On April 14, 2021, Blender 2.93 Beta has been released, confirming the integration of the Bounding Box Node in a new series of Geometry Node. It is more efficient and more compatible than the approach of this add-on. Therefore, it should be archived.
You can check the Differential Revision here.
A Blender add-on for creating simple bounding boxes from selected objects. It creates AABB (axis-aligned bounding box) which based on the active object's coordinate system or world coordinate system.
This add-on will be useful when you need to create a hole on the wall (using Boolean) to place your windows or when you need to calculate the size of an object group.
- Open Blender
- Go to Edit > Preferences
- In the Add-ons tab, select Install
- Choose the ZIP file downloaded from Github
- Check the checkbox of the add-on
The add-on create a bounding box based on selected object and active object.
There are 2 coordinate systems the bounding box axes can align:
- The active object coordinate system: The bounding box axes will align with the axes of the active object.
- The world coordinate system: The bounding box axes will align with the global coordinate system.
There are some helpful switches :
- Separate active object: Active object will not contribute vertices to the bounding box.
- Display as wireframe: Display bounding box under wireframe display type.
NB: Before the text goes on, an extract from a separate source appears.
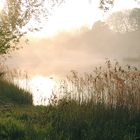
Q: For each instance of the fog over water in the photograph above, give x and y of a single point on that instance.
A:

- Show in Renders: Show bounding box in rendered scenes.
Active object can be various types of object (Empties, Lights, Cameras...) but only mesh objects in selected objects affect the result. All scenarios are shown in the table below.
You can run the operator from the Search Menu (F3
) or from Add Menu (Shift
+ A
).
If you cannot find the operator or the Bounding box button is fade out, you need to select something first.
Separate active object | Selected objects | Active object | Behavior |
---|---|---|---|
TRUE | None | None | |
TRUE | None | Mesh | |
TRUE | None | not Mesh | |
TRUE | List of meshes contain active object | None | |
TRUE | List of meshes contain active object | Mesh | Remove active object from selected objects |
TRUE | List of meshes contain active object | not Mesh | |
TRUE | List of meshes not contain active object | None | Pick first object from selected objects as active object |
TRUE | List of meshes not contain active object | Mesh | Create bounding box normally |
TRUE | List of meshes not contain active object | not Mesh | Create bounding box normally |
FALSE | None | None | |
FALSE | None | Mesh | Selected objects is active object |
FALSE | None | not Mesh | |
FALSE | List of meshes contain active object | None | |
FALSE | List of meshes contain active object | Mesh | Create bounding box normally |
FALSE | List of meshes contain active object | not Mesh | |
FALSE | List of meshes not contain active object | None | Pick first object from selected objects as active object |
FALSE | List of meshes not contain active object | Mesh | Create bounding box normally |
FALSE | List of meshes not contain active object | not Mesh | Create bounding box normally |
I am using:
- Editor: Visual Studio Code
- Linter: Flake8
- Formatter: Black
- Environment manager: pipenv
These steps will show how to set up a python virtual environment that fits my workflow.
- Open CLI in the project directory.
- Run following command
python -m venv .venv
. A .venv folder will appear in the project folder. - Then run this
pipenv install --dev
to install packages for development. - After that, a virtual environment has been setup. You can get in using
pipenv shell
and get out withexit
. Once activated, you will have all packages you need.